1.a. When domestic eonomy has a fall in nominal wages, it means people in the economy are earning less and so will consumer and investment less. This causes IS curve to shift from IS0 to IS1. Since capital is implerfectly mobile BP curve is upward sloping. Now due to fall in IS curve, interest rate will fall and there will be outflow of capital which can lead to currency depreciation (a downward pressure). To keep exchange rate fixed, the central bank will decrease money supply and raise interest rates to nullify the increase in i. In this process on keeping exhange rate dixed, the Cb will use open market mechanism to buy foreign exchange and increase supply of home currency and hence increase exchange rate. However since capital is imperfectly mobile, the impact gets partially nullified and the interest rate still falls but by a lower margin. Output falls substantially from Y0 to Y1, i falls from i0 to i1.
b. When domestic money demand falls, then LM curve shifts inwards from LM0 to LM1. BP is horizontal since capital is perfecly mobile. The increase in interest rates, increases capital inflow , BoP improves and currency apprecites. Currency appreciation causes imports to become cheaper and exports expensive (to foreign) and so IS curve shifts inwards from IS0 to IS1. This cause output to fall from Y0 to Y1, interest rate is unchanged.
c. The foreign money supply falls and so output falls in foreign. This leads to a fall in import demand - meaning a decrease in home country's export. (Foreign countries interest rate will not change, assuming they have perfect capital mobility and fixed exchange rate). This will cause inward shift in IS curve from IS0 to IS1. This should decrease interest rate, however to keep exchange rate fixed, the CB will decrease money supply to increase interest rates. LM curve shifts to the left. This causes output to fall but interest rates remain unchanged.

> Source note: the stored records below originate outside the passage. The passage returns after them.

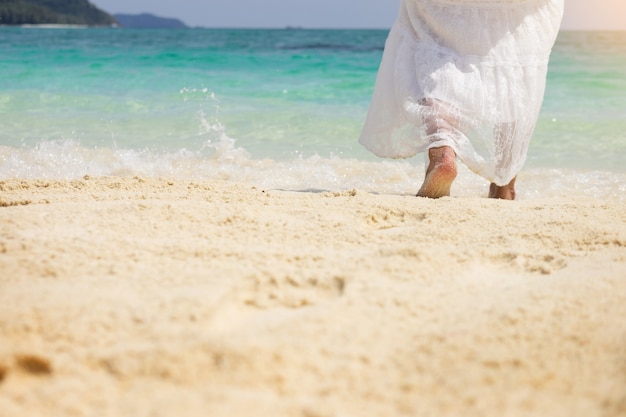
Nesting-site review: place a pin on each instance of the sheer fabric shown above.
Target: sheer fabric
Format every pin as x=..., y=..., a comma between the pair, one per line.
x=469, y=74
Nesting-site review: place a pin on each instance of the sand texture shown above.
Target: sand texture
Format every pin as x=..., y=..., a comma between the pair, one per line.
x=154, y=297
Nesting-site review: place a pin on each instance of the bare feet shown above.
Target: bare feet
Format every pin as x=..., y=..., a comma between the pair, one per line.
x=440, y=173
x=505, y=192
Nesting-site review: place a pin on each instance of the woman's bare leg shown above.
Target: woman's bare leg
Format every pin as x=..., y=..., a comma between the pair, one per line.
x=440, y=173
x=505, y=192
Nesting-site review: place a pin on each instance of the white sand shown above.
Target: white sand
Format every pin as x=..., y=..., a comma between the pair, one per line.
x=133, y=297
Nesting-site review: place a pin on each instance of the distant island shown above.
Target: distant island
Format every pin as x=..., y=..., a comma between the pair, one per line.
x=53, y=12
x=77, y=13
x=148, y=21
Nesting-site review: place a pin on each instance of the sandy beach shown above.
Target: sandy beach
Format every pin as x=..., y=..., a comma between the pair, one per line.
x=156, y=297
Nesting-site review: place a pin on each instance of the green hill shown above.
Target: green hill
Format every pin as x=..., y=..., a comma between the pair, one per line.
x=63, y=12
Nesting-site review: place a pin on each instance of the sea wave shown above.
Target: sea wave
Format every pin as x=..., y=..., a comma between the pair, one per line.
x=224, y=160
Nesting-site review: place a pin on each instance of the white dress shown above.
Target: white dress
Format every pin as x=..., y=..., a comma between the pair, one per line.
x=469, y=74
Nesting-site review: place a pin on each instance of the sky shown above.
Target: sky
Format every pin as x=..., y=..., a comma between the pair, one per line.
x=579, y=14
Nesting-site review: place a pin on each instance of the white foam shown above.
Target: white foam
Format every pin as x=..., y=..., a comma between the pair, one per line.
x=221, y=158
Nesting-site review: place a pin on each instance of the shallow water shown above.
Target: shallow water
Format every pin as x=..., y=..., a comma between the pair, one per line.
x=278, y=108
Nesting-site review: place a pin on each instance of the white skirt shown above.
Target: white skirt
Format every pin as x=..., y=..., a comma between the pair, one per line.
x=469, y=74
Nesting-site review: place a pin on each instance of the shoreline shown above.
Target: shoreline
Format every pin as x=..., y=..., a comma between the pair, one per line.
x=137, y=296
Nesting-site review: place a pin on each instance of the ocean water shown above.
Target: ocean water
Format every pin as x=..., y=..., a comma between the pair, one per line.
x=276, y=108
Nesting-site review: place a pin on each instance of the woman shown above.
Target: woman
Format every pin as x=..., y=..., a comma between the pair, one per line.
x=466, y=79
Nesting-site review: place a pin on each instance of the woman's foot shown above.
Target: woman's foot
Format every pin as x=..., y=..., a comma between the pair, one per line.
x=440, y=173
x=505, y=192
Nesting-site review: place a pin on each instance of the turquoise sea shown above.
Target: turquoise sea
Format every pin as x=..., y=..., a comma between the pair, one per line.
x=276, y=108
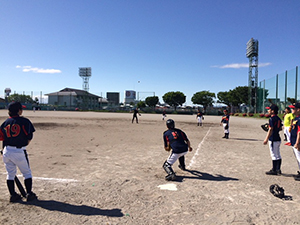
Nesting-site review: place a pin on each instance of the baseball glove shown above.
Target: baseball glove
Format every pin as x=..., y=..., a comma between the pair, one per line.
x=277, y=191
x=265, y=127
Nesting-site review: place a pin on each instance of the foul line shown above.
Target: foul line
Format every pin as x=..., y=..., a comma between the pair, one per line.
x=51, y=179
x=55, y=179
x=193, y=160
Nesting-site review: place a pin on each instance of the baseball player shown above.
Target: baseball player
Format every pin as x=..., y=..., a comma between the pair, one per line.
x=199, y=118
x=135, y=113
x=164, y=115
x=289, y=116
x=176, y=140
x=295, y=136
x=225, y=123
x=16, y=132
x=273, y=138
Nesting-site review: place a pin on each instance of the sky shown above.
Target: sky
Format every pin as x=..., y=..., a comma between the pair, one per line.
x=149, y=46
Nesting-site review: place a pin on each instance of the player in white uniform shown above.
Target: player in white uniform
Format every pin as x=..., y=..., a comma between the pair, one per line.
x=16, y=132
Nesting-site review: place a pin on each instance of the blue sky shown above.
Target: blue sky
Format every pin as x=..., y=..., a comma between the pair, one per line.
x=144, y=45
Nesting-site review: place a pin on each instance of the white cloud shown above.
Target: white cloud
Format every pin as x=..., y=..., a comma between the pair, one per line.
x=37, y=70
x=240, y=65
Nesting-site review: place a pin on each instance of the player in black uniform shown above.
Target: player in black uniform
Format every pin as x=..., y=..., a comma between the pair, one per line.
x=135, y=113
x=274, y=140
x=16, y=132
x=199, y=118
x=225, y=123
x=176, y=140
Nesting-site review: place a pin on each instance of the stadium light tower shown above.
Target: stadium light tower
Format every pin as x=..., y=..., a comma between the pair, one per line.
x=252, y=55
x=85, y=73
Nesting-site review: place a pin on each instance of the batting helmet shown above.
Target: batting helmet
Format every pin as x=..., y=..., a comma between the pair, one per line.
x=170, y=124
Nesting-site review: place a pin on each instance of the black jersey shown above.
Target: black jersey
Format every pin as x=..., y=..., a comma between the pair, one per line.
x=177, y=140
x=295, y=130
x=276, y=123
x=16, y=131
x=225, y=119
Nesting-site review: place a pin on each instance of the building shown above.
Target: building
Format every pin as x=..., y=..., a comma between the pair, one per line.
x=130, y=97
x=73, y=98
x=113, y=98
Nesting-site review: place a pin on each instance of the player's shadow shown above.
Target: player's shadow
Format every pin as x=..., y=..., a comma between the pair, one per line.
x=85, y=210
x=204, y=176
x=245, y=139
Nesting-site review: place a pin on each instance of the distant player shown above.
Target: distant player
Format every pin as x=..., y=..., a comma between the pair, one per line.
x=164, y=115
x=16, y=132
x=274, y=140
x=288, y=117
x=177, y=141
x=135, y=113
x=199, y=118
x=295, y=135
x=225, y=123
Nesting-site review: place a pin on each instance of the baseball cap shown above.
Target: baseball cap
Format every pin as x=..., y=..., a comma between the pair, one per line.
x=14, y=107
x=273, y=107
x=295, y=105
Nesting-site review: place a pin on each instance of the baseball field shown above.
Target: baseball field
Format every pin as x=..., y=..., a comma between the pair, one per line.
x=99, y=168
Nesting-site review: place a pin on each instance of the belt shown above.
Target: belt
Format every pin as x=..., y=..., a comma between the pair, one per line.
x=16, y=147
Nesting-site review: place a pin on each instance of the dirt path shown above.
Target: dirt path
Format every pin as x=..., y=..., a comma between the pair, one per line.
x=99, y=168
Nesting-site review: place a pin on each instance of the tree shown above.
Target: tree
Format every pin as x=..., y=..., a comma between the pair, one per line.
x=141, y=104
x=239, y=95
x=20, y=98
x=234, y=97
x=223, y=97
x=204, y=98
x=174, y=98
x=152, y=101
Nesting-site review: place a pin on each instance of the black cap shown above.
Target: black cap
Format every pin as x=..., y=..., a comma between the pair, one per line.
x=14, y=107
x=273, y=107
x=170, y=124
x=295, y=105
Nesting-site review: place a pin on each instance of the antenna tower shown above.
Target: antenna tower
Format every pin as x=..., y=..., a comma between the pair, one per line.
x=252, y=55
x=85, y=73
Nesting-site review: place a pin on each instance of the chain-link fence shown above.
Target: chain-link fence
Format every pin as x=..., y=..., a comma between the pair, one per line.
x=283, y=89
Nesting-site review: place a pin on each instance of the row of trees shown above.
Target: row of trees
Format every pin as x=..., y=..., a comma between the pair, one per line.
x=234, y=97
x=22, y=98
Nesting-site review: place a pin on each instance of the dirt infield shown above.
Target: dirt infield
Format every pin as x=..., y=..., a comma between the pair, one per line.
x=99, y=168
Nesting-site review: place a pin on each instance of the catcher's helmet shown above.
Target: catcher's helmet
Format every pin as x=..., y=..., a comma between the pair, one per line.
x=170, y=124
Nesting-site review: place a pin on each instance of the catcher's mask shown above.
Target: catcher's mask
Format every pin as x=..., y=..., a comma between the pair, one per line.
x=277, y=191
x=170, y=124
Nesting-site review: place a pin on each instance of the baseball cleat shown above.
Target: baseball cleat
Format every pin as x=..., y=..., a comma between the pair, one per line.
x=271, y=172
x=31, y=197
x=15, y=198
x=297, y=177
x=182, y=167
x=170, y=177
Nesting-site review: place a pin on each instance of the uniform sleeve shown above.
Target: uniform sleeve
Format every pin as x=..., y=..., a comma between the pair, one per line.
x=298, y=127
x=165, y=139
x=271, y=123
x=1, y=135
x=184, y=136
x=28, y=130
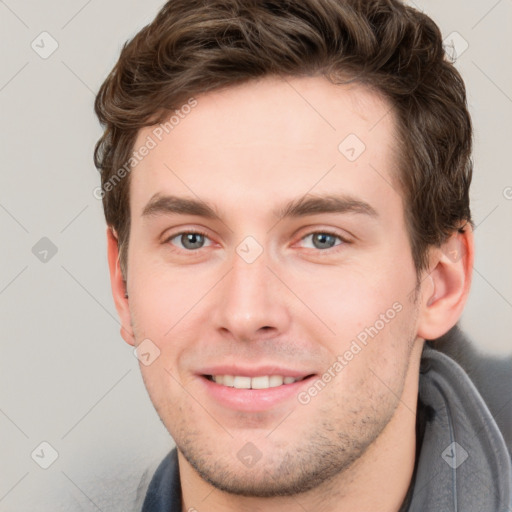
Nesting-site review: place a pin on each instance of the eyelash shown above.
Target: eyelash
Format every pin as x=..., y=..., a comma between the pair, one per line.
x=343, y=240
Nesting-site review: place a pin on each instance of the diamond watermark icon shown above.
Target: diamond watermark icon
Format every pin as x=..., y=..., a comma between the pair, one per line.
x=454, y=455
x=249, y=249
x=146, y=352
x=44, y=45
x=44, y=250
x=44, y=455
x=454, y=46
x=351, y=147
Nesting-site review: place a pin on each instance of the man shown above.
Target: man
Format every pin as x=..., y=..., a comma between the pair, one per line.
x=286, y=191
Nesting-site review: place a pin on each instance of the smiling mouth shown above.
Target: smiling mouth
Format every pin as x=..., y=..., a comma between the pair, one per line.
x=259, y=382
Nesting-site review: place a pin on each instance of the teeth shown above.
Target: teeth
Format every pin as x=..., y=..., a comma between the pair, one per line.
x=242, y=382
x=260, y=382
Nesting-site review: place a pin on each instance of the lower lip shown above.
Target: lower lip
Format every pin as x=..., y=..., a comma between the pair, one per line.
x=253, y=400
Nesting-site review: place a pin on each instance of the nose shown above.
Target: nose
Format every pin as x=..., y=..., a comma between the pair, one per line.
x=251, y=302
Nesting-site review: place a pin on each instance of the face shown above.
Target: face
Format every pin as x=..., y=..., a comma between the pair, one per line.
x=269, y=267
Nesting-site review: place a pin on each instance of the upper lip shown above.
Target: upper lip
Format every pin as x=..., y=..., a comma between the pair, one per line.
x=247, y=371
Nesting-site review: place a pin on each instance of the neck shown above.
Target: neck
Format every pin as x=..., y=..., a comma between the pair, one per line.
x=378, y=480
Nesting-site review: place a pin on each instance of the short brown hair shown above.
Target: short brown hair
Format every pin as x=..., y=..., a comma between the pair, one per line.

d. When the foreign government reduces its spending, Its means there output has fallen. Interest rate will again not change given foriegn has perfect capital mobility and fixed exchange rate. As there output has fallen, they will reduce imports and so home country's exports fall. IS curve shifts left which can interest rate and hence exchange rate to fall. However to keep exchange rate pegged, CB will decrease money supply and keep interest rates unchanged. Output falls.